In the US, there are also news reports that President Biden had been unable to sway Senator Manchin to support the US$3.5t budget package. All sectors were down expect for Healthcare, Materials, Utilities and Technology stocks leading losses. Mega-cap technology stocks were mostly in the red, with social media giant Facebook dropping 2.2% and Alphabet falling just shy of 2%. Apple lost 1.8%, and Microsoft slipped 1.7%. The FDA advisory committee on Friday rejected a plan to administer booster shots of Pfizer and BioNTech’s covid-19 vaccine to the general public – Pfizer fell -1.3% and BioNTech dropped -3.6%. Moderna lost -2.4%.
European Markets were down on Friday (Stoxx 600 index, -0.9%), following UK sales for the month of August falling -0.9% surprising versus the market’s expectation of a +0.5%. Miners weighed down heavily on the UK market index as iron ore slumped towards US$100.
Asian markets were actully higher on Friday, with China’s CSI 300 and Hong Kong’s Hang Seng both up +1.0% after China's central bank injected ¥90b into the economy to help calm fears surrounding property giant Evergrande Group’s debt crisis.
Aussie telecommunications giant Telstra shares were after holding a well-received T25 investor day.
Management highlighted plans to achieve strong ‘single-digit earnings growth through to the 2025 financial year. The plan is to continue its current simplicity and customer focus strategy, tilting towards growth as well as having scope for further cost cutting as nbn rollout headwinds taper off. More encouraging, it’s dividend continues to remain sustainable at 16 cents per share with room to growth modestly from 2024 onwards.
We remain BUY rated on Telstra as it offers investors a 4.1% dividend (which is attractive In the current market) plus there is added upside from the current share buyback plan, a pipeline of potential asset sell-downs (like Telstra recently executed with their Towers) and their T25 growth strategy.

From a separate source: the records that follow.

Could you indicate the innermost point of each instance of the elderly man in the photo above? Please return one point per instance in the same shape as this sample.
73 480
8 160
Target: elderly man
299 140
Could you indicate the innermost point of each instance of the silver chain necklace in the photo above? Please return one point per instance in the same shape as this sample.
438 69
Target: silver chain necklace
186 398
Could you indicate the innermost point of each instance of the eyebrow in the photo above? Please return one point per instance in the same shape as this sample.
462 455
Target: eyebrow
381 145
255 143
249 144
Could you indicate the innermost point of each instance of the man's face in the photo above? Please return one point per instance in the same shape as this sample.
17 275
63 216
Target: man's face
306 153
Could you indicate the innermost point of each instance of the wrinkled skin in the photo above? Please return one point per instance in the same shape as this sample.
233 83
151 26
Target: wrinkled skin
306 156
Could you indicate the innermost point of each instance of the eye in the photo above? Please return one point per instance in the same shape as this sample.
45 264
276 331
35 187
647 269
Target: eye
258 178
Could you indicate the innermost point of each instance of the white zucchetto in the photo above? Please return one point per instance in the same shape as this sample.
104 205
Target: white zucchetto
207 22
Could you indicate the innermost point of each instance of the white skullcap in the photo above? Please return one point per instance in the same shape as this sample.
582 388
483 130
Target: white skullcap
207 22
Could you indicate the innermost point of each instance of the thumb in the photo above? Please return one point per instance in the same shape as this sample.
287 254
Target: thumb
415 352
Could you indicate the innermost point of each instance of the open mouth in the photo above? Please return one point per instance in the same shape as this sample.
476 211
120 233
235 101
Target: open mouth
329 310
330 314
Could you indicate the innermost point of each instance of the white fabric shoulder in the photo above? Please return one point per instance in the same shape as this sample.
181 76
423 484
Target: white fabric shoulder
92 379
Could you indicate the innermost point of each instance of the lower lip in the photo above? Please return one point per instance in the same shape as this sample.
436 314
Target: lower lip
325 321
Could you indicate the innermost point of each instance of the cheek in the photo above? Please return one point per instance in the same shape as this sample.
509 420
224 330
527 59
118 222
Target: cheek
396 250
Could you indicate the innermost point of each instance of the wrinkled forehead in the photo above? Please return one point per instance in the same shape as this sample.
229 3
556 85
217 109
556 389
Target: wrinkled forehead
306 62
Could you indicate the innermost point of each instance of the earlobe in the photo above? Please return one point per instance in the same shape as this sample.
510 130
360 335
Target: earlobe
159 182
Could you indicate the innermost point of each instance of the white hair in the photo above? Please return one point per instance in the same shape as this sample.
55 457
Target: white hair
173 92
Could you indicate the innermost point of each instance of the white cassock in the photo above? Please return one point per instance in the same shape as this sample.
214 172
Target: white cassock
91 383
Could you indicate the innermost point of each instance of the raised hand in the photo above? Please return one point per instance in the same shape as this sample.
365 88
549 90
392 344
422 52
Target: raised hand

Australia & New Zealand Market Movers
The Australian market down on Friday (ASX 200 index -0.8%), ending the week marginally lower.
Another slip in iron ore prices a major slowdown in Chinese demand due to government restrictions on steel output in addition to broader weakness in industrial and construction activity –weighed heavily on material sector – with Fortescue leading losses down -11.5%, while the 2 biggest players Rio Tinto (-4.7%) and BHP (+3.7%) both falling sharply.
There was broad based weakness as markets continue question economic growth, while tech and travel and tourism stocks bucked the trend ending the day higher – the latter benefitting from optimism on restrictions easing and borders reopening sooner than expected after a strong vaccine rollout.
The New Zealand market was up on Friday (NZX 50 index +1.2%) as a number of passive and managed funds completed their quarterly rebalancing – with more volume than usual being traded.
This saw some stocks make strong moves – Pushpay leading the market higher up +5.4%, followed by Kiwi Property group up +4.3%, and Vector climbing +3.9%. A number of property stocks that were added to an index also did well, with Argosy climbing +0.6%, and Precinct up +0.6%.
While other stocks which have made strong gains recently were sold off – Tourism Holding led losses down -4.1% , Briscoes Group slipped -2.2%, Mainfreight fell- 0.8% and Serko declined -0.9% to $7.80 as $17.8m of stock was traded.
Air New Zealand announced the nationwide lockdown would have a $5m to $55m impact (including wage subsidy payments) and that it has resumed calling on the Crown’s loan facility – despite this its shares were up +0.3%.
3 Things Markets will be Watching this Week
- The key global events this week will be the US Fed meeting on Wednesday.
- RBNZ Assistant Governor Hawkesby’s speech as the market considers whether there will be a 0.25% or 0.5% hike at the October 6 RBNZ meeting
- Kathmandu’s annual result, AGM’S held by AGL Energy, Mercury and Stride Property and COVID and lockdown updates both sides of the Tasman.